What really got me was the fact that it was about what would happen if you knew the date that you would die. How would you let that knowledge affect the way that you lived your life? This story follows the four Gold siblings as they deal with just that.
Early on in the story, Varya, Daniel, Klara, and Simon Gold go to see a fortune teller who tells each of them the exact dates of their deaths. The siblings, who are children when they are told, are shaken up about this new found knowledge. The story picks up again when the siblings are in their late teens and through adulthood. There are different sections that follow each sibling's story before and around the time of their supposed death date.
This book is fairly predictable in that you can pretty much guess what is going to happen for each of the siblings.

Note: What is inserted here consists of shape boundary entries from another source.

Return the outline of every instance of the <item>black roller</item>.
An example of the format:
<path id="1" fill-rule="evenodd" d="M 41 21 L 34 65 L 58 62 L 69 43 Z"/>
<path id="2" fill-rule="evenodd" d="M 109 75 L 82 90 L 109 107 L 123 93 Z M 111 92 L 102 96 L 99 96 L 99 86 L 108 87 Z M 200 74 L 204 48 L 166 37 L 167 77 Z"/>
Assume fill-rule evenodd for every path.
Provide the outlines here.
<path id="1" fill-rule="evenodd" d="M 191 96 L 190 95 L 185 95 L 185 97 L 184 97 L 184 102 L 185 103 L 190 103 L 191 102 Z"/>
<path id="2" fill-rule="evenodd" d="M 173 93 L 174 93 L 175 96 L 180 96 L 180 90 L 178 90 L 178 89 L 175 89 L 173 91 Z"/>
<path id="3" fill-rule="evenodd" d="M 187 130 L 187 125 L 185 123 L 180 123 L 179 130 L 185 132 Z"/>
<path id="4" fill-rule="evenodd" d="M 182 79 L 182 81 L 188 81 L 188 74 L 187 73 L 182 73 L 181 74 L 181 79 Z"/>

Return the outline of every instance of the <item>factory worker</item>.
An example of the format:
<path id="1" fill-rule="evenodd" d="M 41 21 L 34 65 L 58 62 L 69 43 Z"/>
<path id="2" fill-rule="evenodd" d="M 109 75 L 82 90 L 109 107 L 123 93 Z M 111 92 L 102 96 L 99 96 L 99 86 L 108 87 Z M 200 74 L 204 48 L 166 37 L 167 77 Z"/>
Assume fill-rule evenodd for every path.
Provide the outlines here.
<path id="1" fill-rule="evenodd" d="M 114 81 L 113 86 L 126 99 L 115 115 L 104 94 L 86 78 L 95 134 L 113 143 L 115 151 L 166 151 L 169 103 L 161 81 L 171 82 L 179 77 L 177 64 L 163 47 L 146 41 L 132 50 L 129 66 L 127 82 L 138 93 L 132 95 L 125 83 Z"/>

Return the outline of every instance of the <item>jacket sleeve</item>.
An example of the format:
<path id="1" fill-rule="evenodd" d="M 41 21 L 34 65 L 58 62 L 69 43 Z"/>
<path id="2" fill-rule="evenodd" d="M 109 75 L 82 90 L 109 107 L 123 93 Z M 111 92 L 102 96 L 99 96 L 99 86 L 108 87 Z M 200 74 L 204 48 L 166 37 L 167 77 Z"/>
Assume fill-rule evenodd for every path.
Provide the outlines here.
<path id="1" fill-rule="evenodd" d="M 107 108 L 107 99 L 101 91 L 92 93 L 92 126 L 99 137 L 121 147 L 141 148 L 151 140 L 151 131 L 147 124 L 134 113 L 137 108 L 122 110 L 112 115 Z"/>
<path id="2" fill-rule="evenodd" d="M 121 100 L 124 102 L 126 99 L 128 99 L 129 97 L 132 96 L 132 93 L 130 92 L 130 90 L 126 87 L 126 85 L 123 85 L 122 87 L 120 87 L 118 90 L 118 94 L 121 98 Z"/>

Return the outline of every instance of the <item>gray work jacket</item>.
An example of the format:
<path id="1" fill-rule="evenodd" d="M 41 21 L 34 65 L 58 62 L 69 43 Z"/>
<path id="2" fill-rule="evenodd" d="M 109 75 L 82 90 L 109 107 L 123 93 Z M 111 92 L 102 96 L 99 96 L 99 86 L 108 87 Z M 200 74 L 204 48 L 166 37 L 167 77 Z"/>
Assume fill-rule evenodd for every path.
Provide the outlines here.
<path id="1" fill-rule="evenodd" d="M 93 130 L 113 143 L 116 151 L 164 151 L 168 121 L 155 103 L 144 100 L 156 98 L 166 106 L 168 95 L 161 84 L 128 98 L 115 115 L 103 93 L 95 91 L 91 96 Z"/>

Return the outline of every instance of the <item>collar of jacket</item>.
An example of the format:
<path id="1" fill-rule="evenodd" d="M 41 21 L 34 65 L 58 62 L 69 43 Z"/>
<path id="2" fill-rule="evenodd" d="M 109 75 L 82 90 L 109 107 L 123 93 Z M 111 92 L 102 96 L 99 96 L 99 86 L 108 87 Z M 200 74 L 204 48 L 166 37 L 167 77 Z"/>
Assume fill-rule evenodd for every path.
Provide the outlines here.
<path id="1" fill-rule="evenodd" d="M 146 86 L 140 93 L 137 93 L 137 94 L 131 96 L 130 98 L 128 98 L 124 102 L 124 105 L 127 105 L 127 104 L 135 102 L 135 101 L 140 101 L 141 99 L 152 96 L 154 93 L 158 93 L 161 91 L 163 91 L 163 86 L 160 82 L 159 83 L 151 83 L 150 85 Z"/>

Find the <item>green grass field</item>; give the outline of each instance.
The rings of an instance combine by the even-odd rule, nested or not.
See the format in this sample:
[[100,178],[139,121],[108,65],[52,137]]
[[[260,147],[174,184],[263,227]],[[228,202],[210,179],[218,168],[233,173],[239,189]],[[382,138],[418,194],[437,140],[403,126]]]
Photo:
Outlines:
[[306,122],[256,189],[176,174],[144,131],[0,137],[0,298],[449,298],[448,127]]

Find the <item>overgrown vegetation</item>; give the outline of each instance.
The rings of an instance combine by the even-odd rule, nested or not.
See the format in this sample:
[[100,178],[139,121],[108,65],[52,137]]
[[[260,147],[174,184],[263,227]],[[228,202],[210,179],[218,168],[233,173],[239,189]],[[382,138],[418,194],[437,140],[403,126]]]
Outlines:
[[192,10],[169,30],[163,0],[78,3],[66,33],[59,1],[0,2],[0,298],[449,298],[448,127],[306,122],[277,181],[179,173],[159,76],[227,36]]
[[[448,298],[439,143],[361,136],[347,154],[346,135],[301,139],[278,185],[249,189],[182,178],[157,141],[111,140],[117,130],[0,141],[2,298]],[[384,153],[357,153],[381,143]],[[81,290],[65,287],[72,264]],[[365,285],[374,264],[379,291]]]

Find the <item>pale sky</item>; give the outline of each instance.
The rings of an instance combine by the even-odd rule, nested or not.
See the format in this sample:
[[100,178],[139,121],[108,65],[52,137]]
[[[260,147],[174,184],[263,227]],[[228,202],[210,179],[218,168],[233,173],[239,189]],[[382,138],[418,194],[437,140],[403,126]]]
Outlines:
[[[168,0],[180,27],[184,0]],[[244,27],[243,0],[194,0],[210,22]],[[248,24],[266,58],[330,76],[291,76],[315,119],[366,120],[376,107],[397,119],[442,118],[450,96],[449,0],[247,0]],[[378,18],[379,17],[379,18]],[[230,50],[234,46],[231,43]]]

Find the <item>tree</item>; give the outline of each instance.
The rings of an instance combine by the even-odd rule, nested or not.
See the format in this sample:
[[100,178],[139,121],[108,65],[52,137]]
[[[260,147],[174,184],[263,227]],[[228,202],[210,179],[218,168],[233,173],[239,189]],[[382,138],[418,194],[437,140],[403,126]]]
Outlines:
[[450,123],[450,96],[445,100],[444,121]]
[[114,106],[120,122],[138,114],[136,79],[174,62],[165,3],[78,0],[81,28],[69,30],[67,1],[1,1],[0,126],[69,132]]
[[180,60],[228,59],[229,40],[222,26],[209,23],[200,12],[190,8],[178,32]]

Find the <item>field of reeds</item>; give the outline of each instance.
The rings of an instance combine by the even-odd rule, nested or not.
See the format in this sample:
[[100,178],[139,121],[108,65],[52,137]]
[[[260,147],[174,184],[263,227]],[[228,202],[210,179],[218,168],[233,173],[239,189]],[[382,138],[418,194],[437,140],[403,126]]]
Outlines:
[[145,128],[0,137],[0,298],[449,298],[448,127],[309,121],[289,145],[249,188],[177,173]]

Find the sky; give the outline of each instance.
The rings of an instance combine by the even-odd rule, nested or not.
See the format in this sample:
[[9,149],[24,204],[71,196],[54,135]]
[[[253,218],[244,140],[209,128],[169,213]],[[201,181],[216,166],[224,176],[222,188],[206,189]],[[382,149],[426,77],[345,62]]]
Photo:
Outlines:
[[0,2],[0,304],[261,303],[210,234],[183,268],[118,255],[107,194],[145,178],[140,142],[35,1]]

However, I really enjoyed the little details of the siblings' day to day lives. I also liked how the author touched on many different important subjects such as the AIDS epidemic in the early 80's, mental illnesses, and a few other things that I don't want to mention here as to keep this review the least amount of spoilery possible.
There were a few parts that were a bit harder to get through but not necessarily because of the writing. I think this particular character was difficult to relate to. And I wanted to smack them like half the time. So there's that.
Overall, I really enjoyed this book. I thought that it was well-written and it had an interesting premise. Although it was a bit predictable, I found myself wanting to continue reading. I even recommended this book to a friend before I even finished the book!
If you enjoy Adult Fiction and are interested in family type books, I recommend this one.